# War of the Burning Sky Color Print



## Matthan (Jan 11, 2016)

Hey [MENTION=1]Morrus[/MENTION],

I'm currently running and loving WotBS.  It's the first game that I've ever successfully run for more than a handful of sessions and I hope to see it all the way through.  It's beautifully designed and a joy to read and run.  For all those reasons, I would love to be able to purchase a physical copy of the book for my shelf.  I know that DTRPG offers a B+W softcover version, but is there a chance that you might be able to offer a color/hardcover POD option for it?  

I genuinely don't know how much work that would involve for you, and I completely understand if the amount of effort isn't worth it at this point.  My assumption with POD is that it could be done with little to no upfront cash on your part, but I also admit my ignorance there.  If there is an expense or a headache on your end, then I will be happy with a B+W copy.  I recognize that a 3.5 adventure path isn't going to suddenly surge in sales (though it deserves it).  However, I figured it wouldn't hurt to ask in case it was something simple that could be done.  Thanks!


----------



## Morrus (Jan 11, 2016)

There is one. DTRPG's colour hardcovers don't go up to that book size (at least they didn't at the time- I don't know if that's changed), but it's on Lulu.

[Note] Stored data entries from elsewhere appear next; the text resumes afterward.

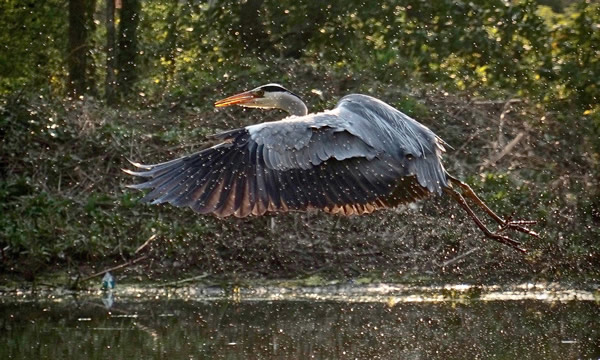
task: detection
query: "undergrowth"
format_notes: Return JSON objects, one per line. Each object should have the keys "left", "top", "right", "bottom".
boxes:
{"left": 0, "top": 66, "right": 598, "bottom": 286}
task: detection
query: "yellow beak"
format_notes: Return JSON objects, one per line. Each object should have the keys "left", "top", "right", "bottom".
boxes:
{"left": 214, "top": 91, "right": 257, "bottom": 108}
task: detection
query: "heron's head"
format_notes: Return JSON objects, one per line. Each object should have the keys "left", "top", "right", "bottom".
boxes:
{"left": 215, "top": 83, "right": 307, "bottom": 116}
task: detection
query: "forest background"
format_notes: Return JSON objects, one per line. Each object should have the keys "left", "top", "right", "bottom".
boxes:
{"left": 0, "top": 0, "right": 598, "bottom": 286}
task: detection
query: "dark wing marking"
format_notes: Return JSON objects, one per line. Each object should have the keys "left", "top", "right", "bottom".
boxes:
{"left": 127, "top": 129, "right": 437, "bottom": 217}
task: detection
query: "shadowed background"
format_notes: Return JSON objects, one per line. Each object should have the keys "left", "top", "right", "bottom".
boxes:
{"left": 0, "top": 0, "right": 598, "bottom": 284}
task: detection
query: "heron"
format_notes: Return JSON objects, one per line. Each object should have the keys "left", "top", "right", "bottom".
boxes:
{"left": 125, "top": 83, "right": 537, "bottom": 252}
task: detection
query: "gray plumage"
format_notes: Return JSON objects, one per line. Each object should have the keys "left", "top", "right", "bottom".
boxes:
{"left": 126, "top": 93, "right": 450, "bottom": 217}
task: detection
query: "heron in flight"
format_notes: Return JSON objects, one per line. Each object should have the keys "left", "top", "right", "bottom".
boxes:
{"left": 125, "top": 84, "right": 537, "bottom": 252}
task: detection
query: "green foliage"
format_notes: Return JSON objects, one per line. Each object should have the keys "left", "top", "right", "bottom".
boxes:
{"left": 0, "top": 0, "right": 67, "bottom": 95}
{"left": 1, "top": 0, "right": 598, "bottom": 111}
{"left": 0, "top": 0, "right": 599, "bottom": 282}
{"left": 540, "top": 2, "right": 600, "bottom": 109}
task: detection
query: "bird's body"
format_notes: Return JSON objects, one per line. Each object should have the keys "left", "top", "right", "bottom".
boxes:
{"left": 126, "top": 84, "right": 537, "bottom": 251}
{"left": 128, "top": 93, "right": 448, "bottom": 217}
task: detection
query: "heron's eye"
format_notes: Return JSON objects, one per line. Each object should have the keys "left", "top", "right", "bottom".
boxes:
{"left": 254, "top": 90, "right": 265, "bottom": 98}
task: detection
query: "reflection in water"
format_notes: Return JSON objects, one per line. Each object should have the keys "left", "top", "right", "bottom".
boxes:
{"left": 101, "top": 290, "right": 114, "bottom": 309}
{"left": 1, "top": 294, "right": 598, "bottom": 359}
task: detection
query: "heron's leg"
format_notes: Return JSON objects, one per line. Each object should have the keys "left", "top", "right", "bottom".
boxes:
{"left": 447, "top": 176, "right": 538, "bottom": 237}
{"left": 443, "top": 187, "right": 527, "bottom": 253}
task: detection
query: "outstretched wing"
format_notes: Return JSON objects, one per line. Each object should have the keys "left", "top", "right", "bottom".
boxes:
{"left": 126, "top": 95, "right": 448, "bottom": 217}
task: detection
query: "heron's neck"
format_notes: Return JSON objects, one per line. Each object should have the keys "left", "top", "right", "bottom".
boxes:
{"left": 277, "top": 93, "right": 308, "bottom": 116}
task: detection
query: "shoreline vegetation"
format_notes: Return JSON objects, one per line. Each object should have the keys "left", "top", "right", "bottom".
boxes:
{"left": 2, "top": 280, "right": 598, "bottom": 303}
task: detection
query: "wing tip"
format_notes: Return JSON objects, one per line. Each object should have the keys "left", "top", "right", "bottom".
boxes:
{"left": 125, "top": 158, "right": 153, "bottom": 169}
{"left": 123, "top": 158, "right": 155, "bottom": 177}
{"left": 122, "top": 167, "right": 159, "bottom": 178}
{"left": 125, "top": 182, "right": 150, "bottom": 190}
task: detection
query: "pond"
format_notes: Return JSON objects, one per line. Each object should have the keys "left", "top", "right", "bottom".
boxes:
{"left": 1, "top": 284, "right": 598, "bottom": 359}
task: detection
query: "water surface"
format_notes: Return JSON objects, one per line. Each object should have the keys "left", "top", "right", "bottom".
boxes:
{"left": 1, "top": 284, "right": 598, "bottom": 359}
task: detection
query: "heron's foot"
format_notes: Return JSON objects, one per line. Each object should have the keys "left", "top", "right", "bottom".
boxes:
{"left": 484, "top": 231, "right": 527, "bottom": 253}
{"left": 443, "top": 184, "right": 538, "bottom": 253}
{"left": 496, "top": 214, "right": 539, "bottom": 238}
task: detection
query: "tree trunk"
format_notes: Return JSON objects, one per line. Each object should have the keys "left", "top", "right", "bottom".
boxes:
{"left": 68, "top": 0, "right": 88, "bottom": 97}
{"left": 116, "top": 0, "right": 140, "bottom": 98}
{"left": 105, "top": 0, "right": 117, "bottom": 104}
{"left": 85, "top": 0, "right": 98, "bottom": 95}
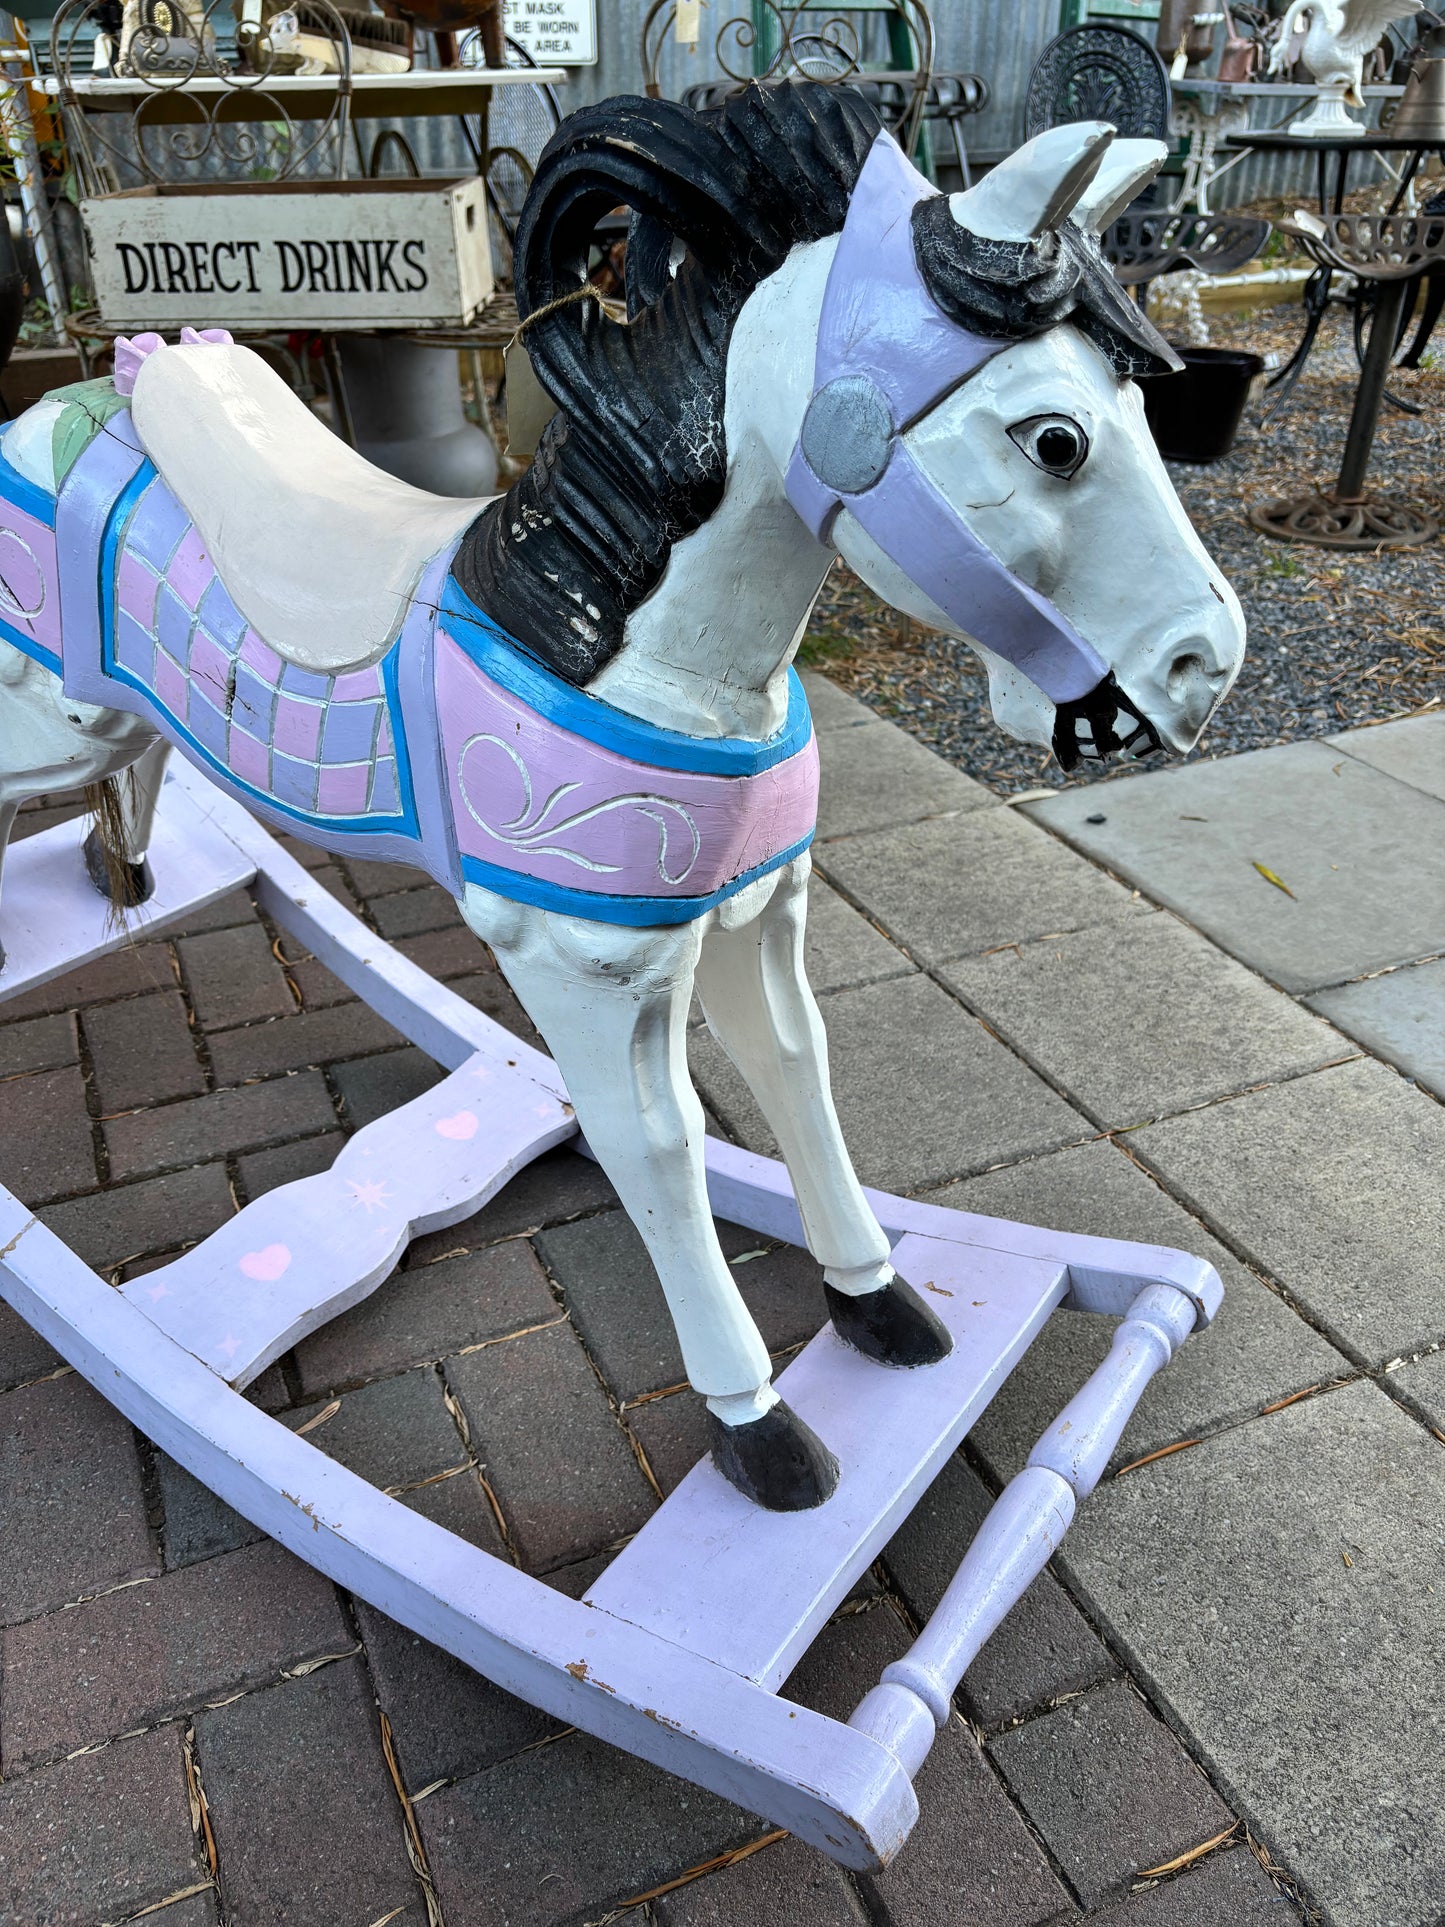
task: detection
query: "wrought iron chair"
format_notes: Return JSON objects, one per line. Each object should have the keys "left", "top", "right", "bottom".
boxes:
{"left": 1104, "top": 209, "right": 1272, "bottom": 291}
{"left": 643, "top": 0, "right": 930, "bottom": 139}
{"left": 457, "top": 30, "right": 562, "bottom": 283}
{"left": 1027, "top": 23, "right": 1174, "bottom": 207}
{"left": 1397, "top": 185, "right": 1445, "bottom": 366}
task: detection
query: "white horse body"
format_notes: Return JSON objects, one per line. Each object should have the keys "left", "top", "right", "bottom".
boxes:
{"left": 0, "top": 100, "right": 1244, "bottom": 1507}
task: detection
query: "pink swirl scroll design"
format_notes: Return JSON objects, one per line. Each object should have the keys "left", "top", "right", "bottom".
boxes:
{"left": 455, "top": 733, "right": 703, "bottom": 886}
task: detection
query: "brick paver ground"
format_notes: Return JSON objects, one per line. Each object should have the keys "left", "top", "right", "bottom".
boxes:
{"left": 1, "top": 688, "right": 1439, "bottom": 1927}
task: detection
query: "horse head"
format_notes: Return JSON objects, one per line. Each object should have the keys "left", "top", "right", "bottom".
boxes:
{"left": 457, "top": 85, "right": 1243, "bottom": 772}
{"left": 786, "top": 120, "right": 1246, "bottom": 771}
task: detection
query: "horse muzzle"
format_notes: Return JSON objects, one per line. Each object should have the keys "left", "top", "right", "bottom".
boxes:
{"left": 1050, "top": 673, "right": 1164, "bottom": 773}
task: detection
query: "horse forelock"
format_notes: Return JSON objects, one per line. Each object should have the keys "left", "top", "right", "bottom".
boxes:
{"left": 911, "top": 197, "right": 1179, "bottom": 381}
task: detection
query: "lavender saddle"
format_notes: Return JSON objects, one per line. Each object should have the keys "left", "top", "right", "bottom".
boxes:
{"left": 3, "top": 337, "right": 818, "bottom": 926}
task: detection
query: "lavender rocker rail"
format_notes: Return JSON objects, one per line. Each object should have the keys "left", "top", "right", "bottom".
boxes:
{"left": 0, "top": 760, "right": 1222, "bottom": 1868}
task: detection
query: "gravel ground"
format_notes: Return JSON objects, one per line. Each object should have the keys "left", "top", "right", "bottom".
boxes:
{"left": 803, "top": 296, "right": 1445, "bottom": 795}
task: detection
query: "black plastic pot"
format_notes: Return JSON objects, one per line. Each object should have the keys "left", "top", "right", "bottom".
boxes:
{"left": 1142, "top": 345, "right": 1264, "bottom": 464}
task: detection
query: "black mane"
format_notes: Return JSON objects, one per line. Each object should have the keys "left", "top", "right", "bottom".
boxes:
{"left": 451, "top": 82, "right": 1176, "bottom": 687}
{"left": 451, "top": 81, "right": 881, "bottom": 684}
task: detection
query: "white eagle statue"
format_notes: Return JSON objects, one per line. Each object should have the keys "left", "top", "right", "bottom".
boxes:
{"left": 1270, "top": 0, "right": 1423, "bottom": 133}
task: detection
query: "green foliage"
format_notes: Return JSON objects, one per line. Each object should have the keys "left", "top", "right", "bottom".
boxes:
{"left": 795, "top": 628, "right": 856, "bottom": 668}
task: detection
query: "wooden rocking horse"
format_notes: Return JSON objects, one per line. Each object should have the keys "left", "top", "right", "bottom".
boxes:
{"left": 0, "top": 83, "right": 1244, "bottom": 1863}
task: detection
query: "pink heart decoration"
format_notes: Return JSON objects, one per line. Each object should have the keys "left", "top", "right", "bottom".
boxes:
{"left": 239, "top": 1243, "right": 291, "bottom": 1283}
{"left": 435, "top": 1110, "right": 479, "bottom": 1141}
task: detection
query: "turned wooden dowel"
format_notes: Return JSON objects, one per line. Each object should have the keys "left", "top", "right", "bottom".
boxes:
{"left": 849, "top": 1282, "right": 1202, "bottom": 1775}
{"left": 1027, "top": 1284, "right": 1198, "bottom": 1500}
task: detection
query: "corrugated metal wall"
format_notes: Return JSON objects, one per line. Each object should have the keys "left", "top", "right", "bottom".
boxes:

http://www.lulu.com/shop/various-au...deluxe-edition/hardcover/product-4550125.html


----------



## Matthan (Jan 11, 2016)

They do now.  I looked over their options before bothering you, but I had no idea about lulu.  Thanks for pointing me to it.  Now, I just need to start saving my pennies.


----------



## Matthan (Jan 11, 2016)

Okay, I really don't want to push my luck (and I recognize that I probably am), but I was fiddling with LuLu to compare their printing costs with DTRPG's premium paper.  I used 708 pages (#from the product page on DTRPG).  Lulu's manufacturing cost was $142.63 using their calculator (US Letter Hardcover, Full Color).  DTRPG's printing cost was $77.10 using their calculator (Hardcover, Premium Color, Large).  DTRPG looks like it would offer a significantly cheaper option (Standard paper even drops it down to $27.54 print cost).

For further reference, 
DTRPG calculating page.
Lulu calculating page.

Again, I know I'm pushing my luck here and I don't want to be a bother, but I wanted to share that in case there might be a chance of getting the book a little cheaper (and thus less time saving pennies).


----------



## Morrus (Jan 11, 2016)

DTRPG and Lulu have completely different file and layout specs. DTRPG won't accept a Lulu formatted file, unfortunately. 

(Standard quality at DTRPG is a bit of a misnomer. The premium quality is decent - what you'd expect Standard to be - and Standard is pretty poor. Dark images you can't make out, weak binding, etc. I never publish using DTRPG's Standard option any more, except for very small paperback stuff).


----------



## Matthan (Jan 11, 2016)

That's really interesting.  I've never ordered anything POD before so I wasn't aware of the paper stock differences.  Thanks for the info.


----------